Introduction. In this retrospective study we evaluated the multimodal visualization of
retinal genetic diseases to better understand their natural course. Material and Methods. We reviewed the charts of 70 consecutive patients with different genetic
retinal pathologies who had previously undergone multimodal imaging analyses. Genomic
DNA was extracted from peripheral blood and genotyped at the known locus for the different diseases. Results. The medical records of 3 families of a 4-generation pedigree affected by
North Carolina macular dystrophy were reviewed. A total of 8 patients with
Stargardt disease were evaluated for their two main defining clinical characteristics, yellow subretinal flecks and central
atrophy.
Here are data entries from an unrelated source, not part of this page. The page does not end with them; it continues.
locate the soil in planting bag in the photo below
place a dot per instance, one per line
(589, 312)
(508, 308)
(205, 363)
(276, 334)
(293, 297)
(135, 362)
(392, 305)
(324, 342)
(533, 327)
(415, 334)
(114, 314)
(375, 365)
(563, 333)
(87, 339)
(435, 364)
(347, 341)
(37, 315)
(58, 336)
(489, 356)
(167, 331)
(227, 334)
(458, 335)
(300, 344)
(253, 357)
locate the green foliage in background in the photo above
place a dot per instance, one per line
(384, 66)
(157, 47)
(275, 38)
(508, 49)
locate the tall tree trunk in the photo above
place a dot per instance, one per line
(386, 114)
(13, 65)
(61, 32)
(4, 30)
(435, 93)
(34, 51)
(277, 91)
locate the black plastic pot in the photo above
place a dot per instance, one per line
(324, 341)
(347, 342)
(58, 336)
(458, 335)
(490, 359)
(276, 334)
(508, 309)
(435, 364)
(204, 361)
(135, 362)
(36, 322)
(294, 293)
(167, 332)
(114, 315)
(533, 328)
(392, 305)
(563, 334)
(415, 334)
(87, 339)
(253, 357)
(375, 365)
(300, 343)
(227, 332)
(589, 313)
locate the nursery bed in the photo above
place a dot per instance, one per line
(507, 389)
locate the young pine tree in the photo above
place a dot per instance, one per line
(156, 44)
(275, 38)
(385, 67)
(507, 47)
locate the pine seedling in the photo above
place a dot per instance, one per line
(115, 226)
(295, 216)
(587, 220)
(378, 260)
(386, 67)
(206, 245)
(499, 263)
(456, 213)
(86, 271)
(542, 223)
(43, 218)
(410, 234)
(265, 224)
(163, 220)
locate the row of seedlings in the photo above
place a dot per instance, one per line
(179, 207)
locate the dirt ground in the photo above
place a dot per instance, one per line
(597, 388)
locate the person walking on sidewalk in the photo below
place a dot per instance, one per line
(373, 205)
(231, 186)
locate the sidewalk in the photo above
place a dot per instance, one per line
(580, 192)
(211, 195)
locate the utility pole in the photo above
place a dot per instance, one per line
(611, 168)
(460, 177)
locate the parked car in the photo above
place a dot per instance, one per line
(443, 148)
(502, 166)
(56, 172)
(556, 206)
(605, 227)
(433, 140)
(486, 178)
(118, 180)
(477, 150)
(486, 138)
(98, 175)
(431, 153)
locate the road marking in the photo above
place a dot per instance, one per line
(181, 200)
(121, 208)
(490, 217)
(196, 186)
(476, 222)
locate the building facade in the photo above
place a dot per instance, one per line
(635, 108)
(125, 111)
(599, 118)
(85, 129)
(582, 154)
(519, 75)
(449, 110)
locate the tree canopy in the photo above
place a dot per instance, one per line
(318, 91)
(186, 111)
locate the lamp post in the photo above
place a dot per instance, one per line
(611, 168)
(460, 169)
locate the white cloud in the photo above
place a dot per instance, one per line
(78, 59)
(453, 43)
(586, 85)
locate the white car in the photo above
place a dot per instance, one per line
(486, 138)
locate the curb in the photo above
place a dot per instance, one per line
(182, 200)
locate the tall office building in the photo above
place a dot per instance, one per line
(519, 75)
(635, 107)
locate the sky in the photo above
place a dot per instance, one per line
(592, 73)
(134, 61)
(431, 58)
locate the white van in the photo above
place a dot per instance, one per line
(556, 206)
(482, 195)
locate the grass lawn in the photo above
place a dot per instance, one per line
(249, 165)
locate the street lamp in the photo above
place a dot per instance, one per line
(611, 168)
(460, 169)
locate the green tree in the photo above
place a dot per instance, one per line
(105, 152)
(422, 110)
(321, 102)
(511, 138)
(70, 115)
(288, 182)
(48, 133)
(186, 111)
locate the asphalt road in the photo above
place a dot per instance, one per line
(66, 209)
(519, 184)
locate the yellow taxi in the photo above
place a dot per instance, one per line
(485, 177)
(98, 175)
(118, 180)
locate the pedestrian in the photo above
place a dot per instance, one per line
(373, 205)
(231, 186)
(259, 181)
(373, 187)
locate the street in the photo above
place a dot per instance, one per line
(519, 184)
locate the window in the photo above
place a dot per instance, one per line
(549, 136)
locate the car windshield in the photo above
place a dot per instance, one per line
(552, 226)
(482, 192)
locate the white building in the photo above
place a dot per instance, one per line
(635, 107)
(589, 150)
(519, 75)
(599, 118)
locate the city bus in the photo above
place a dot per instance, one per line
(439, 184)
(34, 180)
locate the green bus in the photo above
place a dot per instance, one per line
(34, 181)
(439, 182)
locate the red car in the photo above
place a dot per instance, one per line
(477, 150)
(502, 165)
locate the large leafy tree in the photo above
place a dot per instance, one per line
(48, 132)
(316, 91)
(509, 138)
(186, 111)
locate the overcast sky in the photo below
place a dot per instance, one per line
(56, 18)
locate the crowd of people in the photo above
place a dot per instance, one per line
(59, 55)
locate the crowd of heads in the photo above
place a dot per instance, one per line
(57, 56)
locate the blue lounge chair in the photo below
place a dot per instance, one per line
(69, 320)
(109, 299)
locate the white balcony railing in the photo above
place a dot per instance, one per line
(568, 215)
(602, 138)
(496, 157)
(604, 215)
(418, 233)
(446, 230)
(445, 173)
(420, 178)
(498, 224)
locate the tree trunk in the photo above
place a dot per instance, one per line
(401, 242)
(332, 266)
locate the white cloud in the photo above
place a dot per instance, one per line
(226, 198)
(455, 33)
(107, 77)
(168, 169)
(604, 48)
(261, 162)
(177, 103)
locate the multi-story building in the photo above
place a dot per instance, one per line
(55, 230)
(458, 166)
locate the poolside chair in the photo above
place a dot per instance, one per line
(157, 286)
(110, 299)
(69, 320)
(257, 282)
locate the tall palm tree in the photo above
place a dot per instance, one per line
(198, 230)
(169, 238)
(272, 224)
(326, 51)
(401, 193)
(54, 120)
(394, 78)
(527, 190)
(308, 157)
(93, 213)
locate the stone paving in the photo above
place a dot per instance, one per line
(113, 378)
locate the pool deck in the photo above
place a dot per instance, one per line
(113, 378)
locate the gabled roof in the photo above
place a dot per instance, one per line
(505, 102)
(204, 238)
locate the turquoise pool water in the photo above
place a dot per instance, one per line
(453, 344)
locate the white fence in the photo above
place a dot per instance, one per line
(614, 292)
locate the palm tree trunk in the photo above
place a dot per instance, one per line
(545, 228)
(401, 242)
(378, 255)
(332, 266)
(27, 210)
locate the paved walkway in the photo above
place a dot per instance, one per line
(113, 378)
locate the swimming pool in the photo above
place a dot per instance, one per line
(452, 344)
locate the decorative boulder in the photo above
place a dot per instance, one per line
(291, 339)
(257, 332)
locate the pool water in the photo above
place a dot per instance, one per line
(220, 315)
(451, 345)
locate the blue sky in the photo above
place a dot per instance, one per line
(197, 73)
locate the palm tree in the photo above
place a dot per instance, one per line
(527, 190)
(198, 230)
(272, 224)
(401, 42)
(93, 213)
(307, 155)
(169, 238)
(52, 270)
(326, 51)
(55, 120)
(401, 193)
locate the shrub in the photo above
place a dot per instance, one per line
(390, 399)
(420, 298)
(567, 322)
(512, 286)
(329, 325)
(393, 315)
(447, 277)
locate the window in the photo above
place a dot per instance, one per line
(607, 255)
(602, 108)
Nine male patients with a previous diagnosis of
choroideremia and eleven female carriers were evaluated. Fourteen patients with
Best vitelliform macular dystrophy and 6 family members with autosomal recessive
bestrophinopathy were included. Seven patients with
enhanced s-cone syndrome were ascertained. Lastly, we included 3 unrelated patients with
fundus albipunctatus. Conclusions. In hereditary
retinal diseases, clinical examination is often not sufficient for evaluating the patient's condition.
Retinal imaging then becomes important in making the diagnosis, in monitoring the progression of disease, and as a surrogate outcome measure of the efficacy of an intervention.